Гордий увидел маленького большеголового человека, который рвался в клуб, пытаясь преодолеть препятствие в виде рослого робота-швейцара в красной с золотом ливрее.
— Клуб только для Элиты, только для Элиты, господин, — бубнил он.
— А я кто по-твоему?
— У вас нет бриллиантового треугольника, господин.
— Плевать я хотел на треугольник! Я Уни Бастар. Ты обязан знать меня в лицо, иначе какой ты робот! Это я взорвал Лимбу! Вон она, смотри!
Он тянулся одной рукой к двери, а другой тыкал в ночное небо, где сияло маленькое, необыкновенно яркое пятно. Гордий внимательно посмотрел на небо и узнал созвездие Паука. Он вдруг сообразил, что на месте этого пятна раньше и в самом деле была Лимба Паука — самая яркая звезда небосклона. «Что за чушь? — подумал он озадаченно. — Разве можно взорвать звезду?»
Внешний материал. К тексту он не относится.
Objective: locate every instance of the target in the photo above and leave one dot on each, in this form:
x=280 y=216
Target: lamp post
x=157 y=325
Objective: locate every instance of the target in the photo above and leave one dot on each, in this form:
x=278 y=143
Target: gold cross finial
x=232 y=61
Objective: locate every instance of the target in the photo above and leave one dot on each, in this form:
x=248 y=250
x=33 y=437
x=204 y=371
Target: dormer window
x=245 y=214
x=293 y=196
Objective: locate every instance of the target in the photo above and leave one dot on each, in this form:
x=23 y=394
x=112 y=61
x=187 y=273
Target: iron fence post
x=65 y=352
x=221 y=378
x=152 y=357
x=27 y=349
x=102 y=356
Он снова обратился взглядом к богине и застыл сосредоточиваясь. В старые времена верили, что если долго смотреть на статую, то Тимра даст совет, как жить и действовать дальше. Послышится тихий, как шелест листвы, голос…
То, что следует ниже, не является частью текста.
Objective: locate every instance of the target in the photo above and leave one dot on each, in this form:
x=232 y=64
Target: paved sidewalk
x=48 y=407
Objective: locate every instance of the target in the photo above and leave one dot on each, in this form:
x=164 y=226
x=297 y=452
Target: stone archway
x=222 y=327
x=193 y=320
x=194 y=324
Голоса Тимры Гордий так и не услышал, зато над ухом у него раздался другой голос — раздраженный и визгливый:
— Ослы! Болваны! Тупицы!
Рядом с Гордием стоял горластый коротышка и, потрясая кулаками, изливал свое возмущение толпе у входа, которая откровенно потешалась над ним.
Гордий с брезгливой гримасой глянул на него и отвернулся, сосредоточиваясь снова. Тот, однако, успел перехватить его взгляд и усмотрел в нем насмешку над своей персоной.